A house line is a marvelous thing. Let him trail it and keep him on the floor by stepping on it before he jumps up at you. Then lots of quiet affection whenever he starts doing what you would rather have him be doing (ie. playing with his own toy, settling down etc...)


----------



## Peanut (Dec 1, 2013)

I think he is too young to be walked that much....probably over tired...in my humble opinion...


----------



## Lexi&Beemer (May 5, 2013)

It was just me and I had two puppies so trust me when I say I get it. Easy when they were just ankle height. Worse when they can reach you. 

So the thing to clarify is do you not want him on the couch or just not attacking you? I'm ok with my pups on the couch so for me I had to work on the attacking my face. I used it as a training exercise. Taught them to give kisses and not nips. If they sat nicely I would give all sorts of cuddles and and belly rubs. My back if they were crazy. Same thing when I came home or picked them up from daycare they'd run full speed and then almost tackle me. Turning my back and moving out of the way got the to slow down on that too. 

Having said all that, I'm the worst because I get just as excited to see them and want to love on them so the only thing that I stuck with in terms of all of that is no nipping my face. The rest - well, a nail trim and bracing for it seems to work.  

The good thing is they don't do it with anyone except me and my dad (who helped me take care of them as puppies). It does sound like he has the zoomies/needs to doodle dash. One thing I'd do at that age was set up the couches, chairs, etc so I'd go from one seating place to another and they following me like our own jungle gym. They tired much faster doing that than a walk. 
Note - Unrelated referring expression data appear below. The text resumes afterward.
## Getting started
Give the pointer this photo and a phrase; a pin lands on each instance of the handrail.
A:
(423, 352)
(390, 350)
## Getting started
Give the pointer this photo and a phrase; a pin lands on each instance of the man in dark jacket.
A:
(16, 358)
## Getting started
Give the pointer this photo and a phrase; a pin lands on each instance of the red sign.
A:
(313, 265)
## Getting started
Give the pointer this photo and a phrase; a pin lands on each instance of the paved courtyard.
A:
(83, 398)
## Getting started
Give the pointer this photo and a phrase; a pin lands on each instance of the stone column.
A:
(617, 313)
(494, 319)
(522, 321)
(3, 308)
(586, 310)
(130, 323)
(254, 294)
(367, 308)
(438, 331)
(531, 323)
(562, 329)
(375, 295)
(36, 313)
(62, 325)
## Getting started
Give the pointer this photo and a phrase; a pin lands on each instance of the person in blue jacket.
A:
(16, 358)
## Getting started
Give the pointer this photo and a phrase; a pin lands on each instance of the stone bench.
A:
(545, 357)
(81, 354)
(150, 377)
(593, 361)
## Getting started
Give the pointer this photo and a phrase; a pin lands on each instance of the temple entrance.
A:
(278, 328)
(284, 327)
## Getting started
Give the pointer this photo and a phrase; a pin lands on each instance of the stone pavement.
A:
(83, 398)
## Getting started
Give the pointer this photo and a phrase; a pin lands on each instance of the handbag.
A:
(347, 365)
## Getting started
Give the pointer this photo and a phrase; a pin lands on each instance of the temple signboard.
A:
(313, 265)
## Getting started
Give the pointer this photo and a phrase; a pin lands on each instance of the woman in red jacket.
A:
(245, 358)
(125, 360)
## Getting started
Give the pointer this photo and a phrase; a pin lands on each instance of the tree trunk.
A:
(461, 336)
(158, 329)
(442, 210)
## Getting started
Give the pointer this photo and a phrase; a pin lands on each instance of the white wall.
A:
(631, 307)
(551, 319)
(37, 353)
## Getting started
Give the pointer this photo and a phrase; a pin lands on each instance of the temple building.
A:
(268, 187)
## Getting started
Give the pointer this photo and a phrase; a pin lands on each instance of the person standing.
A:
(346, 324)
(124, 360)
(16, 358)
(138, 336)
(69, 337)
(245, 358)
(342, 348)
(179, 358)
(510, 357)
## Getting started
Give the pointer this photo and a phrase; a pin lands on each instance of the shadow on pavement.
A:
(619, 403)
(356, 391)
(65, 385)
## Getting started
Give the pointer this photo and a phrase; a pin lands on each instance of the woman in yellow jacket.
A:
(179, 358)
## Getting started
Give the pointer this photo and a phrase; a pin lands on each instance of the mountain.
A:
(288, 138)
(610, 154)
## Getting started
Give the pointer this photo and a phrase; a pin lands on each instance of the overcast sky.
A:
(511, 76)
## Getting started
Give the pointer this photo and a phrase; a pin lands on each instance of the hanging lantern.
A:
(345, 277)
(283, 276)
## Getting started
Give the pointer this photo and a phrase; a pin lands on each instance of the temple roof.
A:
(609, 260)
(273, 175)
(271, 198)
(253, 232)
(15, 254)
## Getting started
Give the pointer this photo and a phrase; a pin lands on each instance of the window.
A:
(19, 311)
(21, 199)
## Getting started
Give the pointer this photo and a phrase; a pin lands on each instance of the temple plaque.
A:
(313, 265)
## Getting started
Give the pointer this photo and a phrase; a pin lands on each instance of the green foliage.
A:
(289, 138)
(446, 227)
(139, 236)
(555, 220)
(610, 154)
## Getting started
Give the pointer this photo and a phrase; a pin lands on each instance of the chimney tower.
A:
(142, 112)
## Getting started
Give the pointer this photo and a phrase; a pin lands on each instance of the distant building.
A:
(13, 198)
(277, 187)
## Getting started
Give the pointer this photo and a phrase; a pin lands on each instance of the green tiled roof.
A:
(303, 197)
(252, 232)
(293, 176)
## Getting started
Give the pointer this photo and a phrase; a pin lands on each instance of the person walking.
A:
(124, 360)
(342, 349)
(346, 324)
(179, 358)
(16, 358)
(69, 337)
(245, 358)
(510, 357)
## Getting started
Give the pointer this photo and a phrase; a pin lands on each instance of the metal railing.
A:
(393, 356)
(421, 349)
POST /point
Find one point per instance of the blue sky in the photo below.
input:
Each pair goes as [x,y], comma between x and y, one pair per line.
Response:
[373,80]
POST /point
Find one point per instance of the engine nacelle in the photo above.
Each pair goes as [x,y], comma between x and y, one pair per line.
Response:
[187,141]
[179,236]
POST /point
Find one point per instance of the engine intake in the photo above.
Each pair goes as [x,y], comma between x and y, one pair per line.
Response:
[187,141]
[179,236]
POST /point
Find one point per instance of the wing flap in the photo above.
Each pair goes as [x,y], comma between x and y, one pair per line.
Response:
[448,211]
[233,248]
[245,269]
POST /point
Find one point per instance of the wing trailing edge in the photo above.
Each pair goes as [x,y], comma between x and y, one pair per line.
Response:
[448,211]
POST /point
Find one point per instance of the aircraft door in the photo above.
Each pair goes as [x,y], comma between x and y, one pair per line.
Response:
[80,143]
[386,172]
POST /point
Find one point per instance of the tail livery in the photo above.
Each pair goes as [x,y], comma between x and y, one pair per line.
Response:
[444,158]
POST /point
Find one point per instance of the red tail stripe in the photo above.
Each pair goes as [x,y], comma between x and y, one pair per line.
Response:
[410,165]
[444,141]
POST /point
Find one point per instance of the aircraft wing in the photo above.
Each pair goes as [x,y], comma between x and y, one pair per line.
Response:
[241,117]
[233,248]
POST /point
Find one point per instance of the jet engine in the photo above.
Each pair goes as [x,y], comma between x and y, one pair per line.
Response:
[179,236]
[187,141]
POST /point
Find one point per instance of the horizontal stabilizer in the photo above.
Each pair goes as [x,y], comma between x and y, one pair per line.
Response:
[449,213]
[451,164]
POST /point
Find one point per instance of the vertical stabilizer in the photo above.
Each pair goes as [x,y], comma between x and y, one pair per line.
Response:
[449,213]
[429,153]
Sent from my iPhone using Tapatalk


----------



## Gill57 (Mar 20, 2016)

Hi Peanut. You could be right. But, altho we are out three times a day for about 15 mins we don't get very far. Lots of sniffs, meets and bottom on ground!


----------



## Gill57 (Mar 20, 2016)

Hi Lexi & Beemer, yes - I just don't want Freddie frantically lunging at my face, but being on the couch is fine. 
Some useful advice and I'll certainly try your idea of the belly rub etc. Thanks. 
It's such a fine line between over tiring puppy and him being bored and wanting to expel unused energy. I love his zoomies though....... X


----------



## Lexi&Beemer (May 5, 2013)

Gill57 said:


> Hi Lexi & Beemer, yes - I just don't want Freddie frantically lunging at my face, but being on the couch is fine.
> Some useful advice and I'll certainly try your idea of the belly rub etc. Thanks.
> It's such a fine line between over tiring puppy and him being bored and wanting to expel unused energy. I love his zoomies though....... X




Something to try with him - do a zoomie where he chases you (maybe from room to room or chair to chair) and then you stop, have him sit and then treat. I found if I could teach them to stop and pause when I play with them, they are better at it when I'm not.


----------